No ano passado, Trump mudou a sua residência fiscal de Nova Iorque, onde nasceu e vivia antes de vencer as presidenciais, para a Florida, onde já votou neste ano, precisamente porque neste estado não tem de pagar impostos estaduais sobre o rendimento nem o imposto sucessório. Trump queixou-se de ser "maltratado" pelos líderes políticos da cidade e do estado, sendo que estes desejaram-lhe boa viagem: "Não é que Trump tenha pagado impostos aqui de qualquer maneira", disse por exemplo o governador Andrew Cuomo.

Construída em 1927 numa mistura de estilo espanhol, português, veneziano e mourisco, a propriedade de oito hectares da antiga herdeira Marjorie Merriweather Post (antiga dona da General Food Inc) fica em Palm Beach, num pedaço de terra entre o oceano e o lago Worth. Daí o nome Mar-a-Lago (do espanhol).

A propriedade de 114 quartos, que inclui uma torre de mais de 22 metros de altura e 36 mil azulejos (alguns datados do século XV), foi comprada por Trump em 1985, por dez milhões de dólares.

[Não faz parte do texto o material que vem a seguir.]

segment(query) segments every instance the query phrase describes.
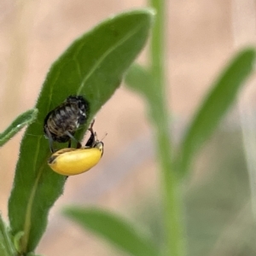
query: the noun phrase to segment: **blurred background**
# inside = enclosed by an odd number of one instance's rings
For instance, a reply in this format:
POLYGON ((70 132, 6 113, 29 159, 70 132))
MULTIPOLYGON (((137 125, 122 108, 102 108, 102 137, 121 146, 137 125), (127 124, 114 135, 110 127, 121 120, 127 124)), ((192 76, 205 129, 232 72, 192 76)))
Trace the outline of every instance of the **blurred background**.
MULTIPOLYGON (((248 0, 166 2, 167 96, 177 143, 226 61, 241 46, 255 43, 255 5, 248 0)), ((142 0, 2 0, 0 131, 33 108, 51 63, 74 38, 113 14, 145 6, 142 0)), ((146 50, 139 61, 147 63, 146 50)), ((241 117, 243 131, 255 133, 253 79, 245 89, 239 108, 230 111, 182 184, 189 255, 256 255, 250 199, 256 180, 247 172, 240 124, 241 117)), ((90 172, 68 178, 50 212, 38 253, 125 255, 61 217, 61 207, 71 204, 120 213, 161 242, 154 131, 143 99, 122 85, 98 113, 95 129, 100 138, 108 132, 104 156, 90 172)), ((0 149, 0 209, 5 219, 21 137, 20 132, 0 149)))

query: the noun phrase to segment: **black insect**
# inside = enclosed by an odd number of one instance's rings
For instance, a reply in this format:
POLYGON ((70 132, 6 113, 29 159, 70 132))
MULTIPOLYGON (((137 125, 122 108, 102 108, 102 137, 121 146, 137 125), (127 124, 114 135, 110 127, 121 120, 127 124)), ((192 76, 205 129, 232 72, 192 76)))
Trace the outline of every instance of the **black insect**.
POLYGON ((81 96, 70 96, 66 101, 50 111, 44 119, 44 131, 49 138, 49 148, 54 152, 53 142, 67 143, 79 127, 86 122, 89 114, 89 103, 81 96))

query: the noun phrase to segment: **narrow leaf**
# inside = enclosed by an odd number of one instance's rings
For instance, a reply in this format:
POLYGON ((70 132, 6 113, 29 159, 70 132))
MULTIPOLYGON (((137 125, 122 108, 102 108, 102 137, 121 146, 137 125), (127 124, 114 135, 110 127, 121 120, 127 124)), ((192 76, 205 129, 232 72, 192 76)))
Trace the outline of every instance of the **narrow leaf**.
POLYGON ((12 256, 15 254, 15 247, 6 225, 0 215, 0 255, 12 256))
POLYGON ((131 255, 160 255, 152 241, 131 224, 113 213, 93 208, 69 207, 64 214, 131 255))
POLYGON ((19 115, 3 133, 0 133, 0 147, 11 139, 24 126, 32 124, 36 119, 38 112, 38 109, 34 108, 19 115))
POLYGON ((239 89, 252 73, 254 61, 253 49, 241 51, 213 84, 184 136, 177 159, 179 174, 188 172, 193 157, 212 134, 236 100, 239 89))
POLYGON ((81 138, 143 48, 152 20, 153 12, 148 9, 111 17, 74 41, 52 65, 36 105, 38 119, 28 127, 21 143, 9 201, 13 235, 24 231, 21 253, 35 249, 45 230, 48 212, 63 193, 66 181, 66 177, 47 165, 50 152, 43 133, 45 116, 68 96, 84 96, 90 113, 87 124, 76 135, 81 138))

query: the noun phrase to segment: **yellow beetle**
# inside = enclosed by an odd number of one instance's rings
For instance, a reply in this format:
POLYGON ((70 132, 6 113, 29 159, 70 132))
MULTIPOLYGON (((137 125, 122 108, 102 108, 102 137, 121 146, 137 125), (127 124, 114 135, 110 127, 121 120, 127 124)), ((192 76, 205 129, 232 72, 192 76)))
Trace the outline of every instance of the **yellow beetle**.
POLYGON ((77 175, 89 171, 99 162, 104 144, 96 139, 91 126, 89 131, 90 137, 84 148, 62 148, 51 155, 48 165, 54 172, 66 176, 77 175))

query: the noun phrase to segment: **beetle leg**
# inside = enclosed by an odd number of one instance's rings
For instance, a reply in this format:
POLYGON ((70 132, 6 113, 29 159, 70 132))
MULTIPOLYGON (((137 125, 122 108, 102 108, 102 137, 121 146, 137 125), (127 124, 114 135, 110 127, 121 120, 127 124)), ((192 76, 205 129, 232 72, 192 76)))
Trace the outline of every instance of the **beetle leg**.
POLYGON ((52 138, 52 136, 51 136, 51 134, 50 134, 50 132, 49 132, 47 125, 45 125, 44 129, 45 129, 45 131, 46 131, 46 134, 47 134, 47 137, 48 137, 48 140, 49 140, 49 149, 50 149, 51 153, 54 153, 55 152, 54 148, 53 148, 53 142, 54 142, 54 140, 52 138))

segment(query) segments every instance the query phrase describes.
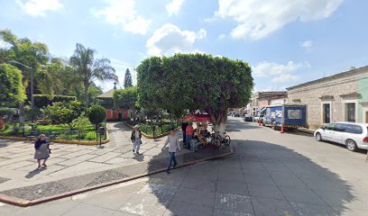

Post tinha morrido em 1973 e o clube tinha passado para o governo federal, para ser usado como um retiro diplomático ou presidencial, mas os custos de manutenção obrigaram à venda.

Após dez anos como residência privada, Trump transformou o espaço num clube em 1995. Os seus membros (no máximo 500 segundo os acordos com a cidade, mas não existem dados há quatro anos e desde que Trump chegou à presidência houve um interesse redobrado) pagam anualmente cerca de 200 mil euros. Podem usufruir de piscina, spa, campos de ténis e de croquet ou dos salões de festas. A cinco minutos de distância fica um dos campos de golfe do presidente.

A "Casa Branca de inverno", como foi apelidada, recebeu vários líderes políticos, como o presidente chinês, Xi Jinping, em 2017, ou o então primeiro-ministro japonês, Shinzo Abe, em 2018. O presidente brasileiro, Jair Bolsonaro, também jantou lá, em março deste ano, num encontro que terminou com vários membros da delegação brasileira com covid-19.

Mas Donald e Melania Trump não são os únicos da família a mudar-se para a Florida. Ivanka Trump, a filha mais velha do presidente norte-americano, comprou uma parcela de terreno em Indian Creek, uma ilha exclusiva em Miami Beach, ligada a esta por uma única ponte. Fica a pouco mais de uma hora de distância de Mar-a-Lago.

O lote de 7200 metros quadrados na ilha exclusiva pertencia ao cantor Julio Iglesias, que comprou há muitos anos uma casa e várias parcelas de terreno com a intenção de os filhos construírem nelas as suas residências. A filha do presidente e o marido, Jared Kushner, terão pagado 30 milhões pela propriedade.

A ilha exclusiva tem apenas 34 casas, todas viradas para a água, estando no centro um campo de golfe. Além de Ivanka, os mais recentes moradores são a modelo brasileira Gisele Bündchen e o marido, o jogador de futebol americano Tom Brady. Mas já viveram lá Beyoncé e Jay Z ou Ricky Martin. O local tem segurança privada e só podem entrar residentes ou convidados.